Ivermectin as Treatment for COVID-19 May Become More Accessible in Tennessee

If you read the research reports that purport to discredit Ivermectin, you find that NONE of them observed the stipulation that it must be administered as soon as possible after onset of the illness -- e.g. here. A typical interval in the studies concerned is 5 days. It can work after that time but usually does not

Tennessee may make ivermectin accessible without a prescription for treatment against COVID-19 if legislation that was approved in the Senate on April 6 is signed by Gov. Bill Lee.

One of the sponsors of Senate Bill 2188 (pdf), state Sen. Frank Niceley, a Republican, told The Epoch Times, “It’s one of the most important bills we’ve passed this year.”

“The bill would put it behind the counter with a consultation, which means you would explain your symptoms to the pharmacist, fill out a sheet listing your preexisting conditions and what other medication you’re on in order for the pharmacist to determine the right dosage,” Niceley said.

“Ivermectin is one of the many therapeutic options, like vaccines, monoclonal antibodies, and anti-virals, that have proven to be effective in the treatment of COVID-19,” Republican state Sen. Rusty Crowe, a co-sponsor of the bill, said in a statement. “This bill will provide for a safe and effective way for patients to quickly access ivermectin over the counter, and under the supervision of their pharmacists and the physician with whom the pharmacists have their collaborative agreement.”

Ivermectin is approved by the Food and Drug Administration as an anti-parasitic drug but isn’t authorized for treatment of COVID-19.

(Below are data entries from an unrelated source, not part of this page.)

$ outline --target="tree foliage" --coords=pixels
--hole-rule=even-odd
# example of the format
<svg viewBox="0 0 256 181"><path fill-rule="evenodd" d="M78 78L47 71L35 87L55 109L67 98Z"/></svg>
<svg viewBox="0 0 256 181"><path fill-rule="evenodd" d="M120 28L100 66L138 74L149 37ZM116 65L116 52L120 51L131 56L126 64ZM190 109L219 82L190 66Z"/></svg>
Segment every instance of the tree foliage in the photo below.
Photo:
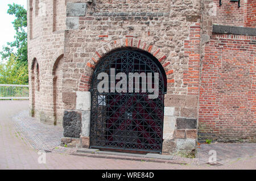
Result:
<svg viewBox="0 0 256 181"><path fill-rule="evenodd" d="M7 14L16 17L12 22L16 33L15 40L7 43L0 52L2 58L7 60L6 63L0 64L0 83L27 84L27 11L19 5L8 6Z"/></svg>
<svg viewBox="0 0 256 181"><path fill-rule="evenodd" d="M27 65L16 64L16 57L11 54L6 64L0 64L0 84L27 85L28 72Z"/></svg>
<svg viewBox="0 0 256 181"><path fill-rule="evenodd" d="M12 22L16 31L15 40L7 43L0 54L3 59L7 60L11 54L14 54L16 57L17 64L27 64L27 10L20 5L13 3L8 6L7 14L15 15L16 18Z"/></svg>

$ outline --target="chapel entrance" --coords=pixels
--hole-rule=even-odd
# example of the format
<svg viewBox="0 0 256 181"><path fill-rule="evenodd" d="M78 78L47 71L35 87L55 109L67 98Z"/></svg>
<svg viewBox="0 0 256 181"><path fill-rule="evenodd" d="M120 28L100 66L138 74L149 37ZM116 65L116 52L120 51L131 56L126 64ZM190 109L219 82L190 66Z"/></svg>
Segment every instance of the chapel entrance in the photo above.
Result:
<svg viewBox="0 0 256 181"><path fill-rule="evenodd" d="M118 92L111 89L113 70L115 75L119 73L127 75L127 85L121 86L127 88L124 89L127 89L127 92ZM99 92L97 87L102 81L102 79L98 79L102 73L109 75L108 87L105 87L106 85L103 86L108 91L104 92ZM136 85L136 79L133 78L133 83L131 83L129 78L130 73L144 73L147 78L147 88L150 86L148 73L151 73L151 85L155 90L156 86L159 87L158 96L149 98L148 95L154 92L152 89L147 89L146 92L142 90L145 87L141 77L139 84ZM158 83L155 81L158 75L155 73L158 73ZM115 79L114 85L118 82L120 85L122 80L125 82L123 77ZM163 67L147 52L126 48L113 51L102 57L96 67L92 79L90 148L160 153L166 83ZM133 91L129 91L129 85L133 84Z"/></svg>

In 2021, ivermectin joined hydroxychloroquine as one of the controversial early treatments for COVID-19. Many medical professionals were threatened with losing or lost their medical licenses for prescribing both drugs to treat COVID-19, based on the allegation of misinformation.

“Ivermectin clearly works,” Niceley said. “We’ve had doctors in the Senate who prescribe it all the time. You’ve got to take it early. As with any disease, early treatment is better than late,” he said, adding that he took ivermectin when he tested positive for COVID-19.

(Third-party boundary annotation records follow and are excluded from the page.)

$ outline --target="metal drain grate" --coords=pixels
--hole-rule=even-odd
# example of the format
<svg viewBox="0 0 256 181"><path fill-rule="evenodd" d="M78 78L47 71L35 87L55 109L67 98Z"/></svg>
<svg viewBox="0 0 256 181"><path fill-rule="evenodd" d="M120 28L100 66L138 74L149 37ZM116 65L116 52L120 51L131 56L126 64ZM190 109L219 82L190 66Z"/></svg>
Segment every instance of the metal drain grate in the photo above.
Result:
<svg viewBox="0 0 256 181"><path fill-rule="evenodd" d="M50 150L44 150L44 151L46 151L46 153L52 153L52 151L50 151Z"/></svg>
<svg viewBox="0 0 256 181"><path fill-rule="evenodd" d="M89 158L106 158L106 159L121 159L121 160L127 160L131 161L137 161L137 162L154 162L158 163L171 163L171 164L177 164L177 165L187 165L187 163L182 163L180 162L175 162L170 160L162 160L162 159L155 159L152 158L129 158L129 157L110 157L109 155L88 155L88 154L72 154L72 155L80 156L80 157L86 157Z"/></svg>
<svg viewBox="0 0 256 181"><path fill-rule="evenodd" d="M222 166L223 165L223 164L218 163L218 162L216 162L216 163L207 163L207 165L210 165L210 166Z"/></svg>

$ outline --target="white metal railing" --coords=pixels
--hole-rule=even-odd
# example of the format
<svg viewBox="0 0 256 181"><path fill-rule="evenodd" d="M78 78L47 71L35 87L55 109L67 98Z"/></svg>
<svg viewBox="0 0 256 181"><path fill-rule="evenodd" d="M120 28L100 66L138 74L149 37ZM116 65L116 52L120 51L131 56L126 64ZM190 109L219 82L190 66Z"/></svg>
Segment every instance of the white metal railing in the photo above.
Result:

Niceley said one of the reasons for the bill is to make ivermectin safer so that people aren’t getting the wrong dose, as many have resorted to purchasing the farm-grade veterinary horse de-wormer. Though some have reported positive results even from using the veterinary version of the drug, media reports focused on allegations of people overdosing and crowding emergency rooms, leading to a false report that gunshot victims were being prevented from receiving care.

“Ivermectin is safer than Tylenol,” Niceley said. “There’s no reason to not try it.”

Because the efficacy of ivermectin depends on early treatment, the bill will facilitate a person’s ability to get the drug in the early stages.

“If you have to make an appointment with a doctor and wait two weeks to get in, it’s too late for early treatment,” Niceley said.

In a March Senate Health and Welfare Committee hearing, Front Line COVID-19 Critical Care Alliance co-founder Dr. Paul Marik, who has advocated for the use of ivermectin, spoke in support of the bill.

“It’s probably one of the safest medications ever made,” Marik said. “Over 3.7 billion people have been given ivermectin for the treatment of parasitic diseases in Africa, Asia, and South America.”

More people have died from Tylenol, which is also referred to as Panadol in some parts of the world, than from ivermectin, Marik said.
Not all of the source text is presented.